Dikisahkan Ibnu, proyek Fin Komodo mulai dirintis pada 2005 di Cimahi, Jawa Barat, melalui sebuah riset pasar. Tahun 2006 desain diciptakan, dilanjutkan dengan pembuatan prototipe pada 2007. Tahun 2008, generasi pertama mulai diproduksi. Dengan sejumlah perbaikan, generasi kedua hingga ke-4 kembali diproduksi dan dipasarkan mulai 2009 hingga 2011. Sejak 2011 sampai sekarang, tak banyak lagi perubahan berarti dilakukan, kecuali penambahan kecil serta polesan sejumlah aksesoris.

Foto: finkomodo.com
Bagi Ibnu, Fin Komodo diciptakan bukan sekedar sebagai kendaraan, melainkan sebentuk perjuangan mewujudkan kedaulatan industri otomotif Indonesia. Ibnu berani mengklaim, Fin Komodo seratus persen produk Indonesia, dari mulai kepemilikan paten hingga kepemilkan modal. Tak kurang dari 40 UKM digandeng untuk menyuplai berbagai komponen bahan baku yang dibutuhkan. “Semua harus dibangun setahap demi setahap agar menjadi budaya. Teknologi itu sendiri, kan bagian dari budaya,” ujar pria 50 tahunan itu.

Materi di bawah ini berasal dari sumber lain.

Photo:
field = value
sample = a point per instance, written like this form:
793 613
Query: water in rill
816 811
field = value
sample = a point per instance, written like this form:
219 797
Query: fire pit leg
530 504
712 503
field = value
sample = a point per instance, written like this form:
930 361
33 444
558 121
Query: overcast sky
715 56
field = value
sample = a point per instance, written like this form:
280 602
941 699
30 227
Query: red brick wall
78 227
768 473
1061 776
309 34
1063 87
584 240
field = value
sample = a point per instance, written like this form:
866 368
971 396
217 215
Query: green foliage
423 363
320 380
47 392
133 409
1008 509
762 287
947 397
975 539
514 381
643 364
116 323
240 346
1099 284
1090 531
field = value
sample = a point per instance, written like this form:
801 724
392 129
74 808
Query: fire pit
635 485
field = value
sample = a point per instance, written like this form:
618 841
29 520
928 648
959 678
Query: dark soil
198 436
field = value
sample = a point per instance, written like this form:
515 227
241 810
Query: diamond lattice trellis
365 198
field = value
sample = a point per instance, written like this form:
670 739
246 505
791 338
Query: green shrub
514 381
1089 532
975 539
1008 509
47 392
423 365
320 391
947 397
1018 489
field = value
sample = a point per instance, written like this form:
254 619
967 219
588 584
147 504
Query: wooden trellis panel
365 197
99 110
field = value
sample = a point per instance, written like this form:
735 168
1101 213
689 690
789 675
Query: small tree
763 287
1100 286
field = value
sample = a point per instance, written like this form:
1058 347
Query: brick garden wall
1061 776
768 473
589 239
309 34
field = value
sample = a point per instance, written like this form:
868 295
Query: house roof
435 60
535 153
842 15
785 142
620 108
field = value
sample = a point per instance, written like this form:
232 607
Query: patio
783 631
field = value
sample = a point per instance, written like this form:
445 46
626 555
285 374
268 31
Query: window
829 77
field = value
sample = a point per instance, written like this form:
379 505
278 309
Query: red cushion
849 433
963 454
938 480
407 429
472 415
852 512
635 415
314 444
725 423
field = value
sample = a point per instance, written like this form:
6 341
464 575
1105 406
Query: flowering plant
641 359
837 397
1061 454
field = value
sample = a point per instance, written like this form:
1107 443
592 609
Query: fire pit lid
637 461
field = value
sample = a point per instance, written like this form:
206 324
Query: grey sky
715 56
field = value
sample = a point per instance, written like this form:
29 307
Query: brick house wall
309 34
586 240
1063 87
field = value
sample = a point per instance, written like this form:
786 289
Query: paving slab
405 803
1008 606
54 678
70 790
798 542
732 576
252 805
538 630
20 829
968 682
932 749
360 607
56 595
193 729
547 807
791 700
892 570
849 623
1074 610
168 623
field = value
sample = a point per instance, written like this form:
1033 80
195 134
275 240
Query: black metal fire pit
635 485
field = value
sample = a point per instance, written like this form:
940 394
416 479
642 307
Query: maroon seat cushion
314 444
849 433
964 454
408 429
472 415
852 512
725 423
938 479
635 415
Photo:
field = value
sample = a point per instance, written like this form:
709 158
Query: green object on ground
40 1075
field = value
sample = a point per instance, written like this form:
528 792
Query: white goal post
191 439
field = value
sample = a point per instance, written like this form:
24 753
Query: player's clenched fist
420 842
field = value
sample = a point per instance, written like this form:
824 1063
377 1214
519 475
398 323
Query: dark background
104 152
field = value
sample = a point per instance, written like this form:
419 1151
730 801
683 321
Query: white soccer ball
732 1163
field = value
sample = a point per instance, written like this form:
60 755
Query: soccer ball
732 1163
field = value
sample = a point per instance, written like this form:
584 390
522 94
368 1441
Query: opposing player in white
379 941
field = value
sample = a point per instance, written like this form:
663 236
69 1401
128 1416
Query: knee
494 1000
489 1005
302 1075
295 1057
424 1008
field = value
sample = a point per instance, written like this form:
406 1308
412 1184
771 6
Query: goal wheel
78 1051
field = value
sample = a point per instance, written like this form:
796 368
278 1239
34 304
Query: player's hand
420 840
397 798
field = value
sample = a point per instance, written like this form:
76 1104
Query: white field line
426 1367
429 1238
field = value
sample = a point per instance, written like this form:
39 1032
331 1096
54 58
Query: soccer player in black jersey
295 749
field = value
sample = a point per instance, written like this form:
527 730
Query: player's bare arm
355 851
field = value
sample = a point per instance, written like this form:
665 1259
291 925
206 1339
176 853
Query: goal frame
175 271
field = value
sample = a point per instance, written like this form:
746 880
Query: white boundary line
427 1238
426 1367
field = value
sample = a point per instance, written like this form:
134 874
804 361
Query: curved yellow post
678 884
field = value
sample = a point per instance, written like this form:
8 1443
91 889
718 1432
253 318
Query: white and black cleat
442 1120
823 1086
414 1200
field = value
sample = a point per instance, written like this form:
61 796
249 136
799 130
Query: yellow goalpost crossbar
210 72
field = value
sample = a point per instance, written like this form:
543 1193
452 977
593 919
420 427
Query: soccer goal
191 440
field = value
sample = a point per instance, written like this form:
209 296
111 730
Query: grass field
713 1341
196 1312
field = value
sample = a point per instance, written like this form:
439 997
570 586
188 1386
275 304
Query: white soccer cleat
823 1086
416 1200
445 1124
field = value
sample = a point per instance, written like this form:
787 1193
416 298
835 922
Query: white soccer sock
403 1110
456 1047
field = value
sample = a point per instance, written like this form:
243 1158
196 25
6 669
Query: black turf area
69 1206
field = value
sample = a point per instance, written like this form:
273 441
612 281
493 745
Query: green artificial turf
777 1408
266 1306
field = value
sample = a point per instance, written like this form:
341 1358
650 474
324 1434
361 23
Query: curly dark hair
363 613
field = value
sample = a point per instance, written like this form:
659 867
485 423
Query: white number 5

Ke acara pameran kali itu, Ibnu membawa salah satu varian Fin Komodo tipe KD 250 AT, yang terlihat berbeda dengan jenis sebelumnya. Berwarna hijau toska, KD 250 AT dilengkapi dengan atap dengan ruang penyimpanan barang di atasnya, serta sejumlah aksesoris, seperti bagasi tambahan di bagian belakang, lampu kabut di sisi kanan dan kiri atas, serta tabung kawat penderek di bumper depan.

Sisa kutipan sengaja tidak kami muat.